Appellant’s second contention is that there was no competent evidence to sustain the finding that the injections proximately caused the foot-drop. Expert testimony was necessary to establish causation. It was supplied by Dr. Sail. He had examined the plaintiff before trial, and he outlined his findings on the stand. In answer to a hypothetical question posed by plaintiffs counsel, he stated that either or both injections would explain the sequence of events described by the plaintiff. Later, he stated: “We must conclude that the sciatic nerve was damaged at the time of the injection”.

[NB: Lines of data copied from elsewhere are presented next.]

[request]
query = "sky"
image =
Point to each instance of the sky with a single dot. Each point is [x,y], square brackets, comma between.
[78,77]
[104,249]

Appellant contends, however, that Dr. Sail’s stated opinion should be ignored because the hypothetical question on which that opinion was based did not include three material facts, to wit: (1) the interval of time between the injections and the onset of pain; (2) the presence of an ankle jerk on December 8,1960; (3) the existence of calf atrophy on the same date. As to the first item, we observe that the interval of time was expressly included. As to the second item, the significance of the presence of an ankle jerk would be to show that there was no damage to the tibial nerve; as the Court below pointed out, Dr. Sail never said that that nerve was affected on December 8th. As to the third item, the significance of the presence of calf atrophy would be to show that the foot-drop existed at least two weeks before December 8th, 1960; if the trial Judge considered this point at all he doubtless felt that it was of little importance in view of the otherwise uncontradicted testimony that there was no foot-drop prior to December 1st.

Although the omission of the two facts mentioned above appears to be of doubtful importance, we prefer not to rest our conclusion upon that ground, but upon the basis that the present contention was never made in the Court below. No objection was offered to the question at the trial, when the whole matter could have been clarified had it been raised, nor were any questions asked of Dr. Sail in cross-examination. The point was not mentioned in any of the four post-trial briefs filed by appellant with the trial Judge. It was in fact raised for the first time in this Court. It thus comes too late. See Phila. & R. Ry. Co. v. Green & Flinn, Inc., 2 W. W. Harr. 78, 119 A. 840.

The judgment below must be affirmed.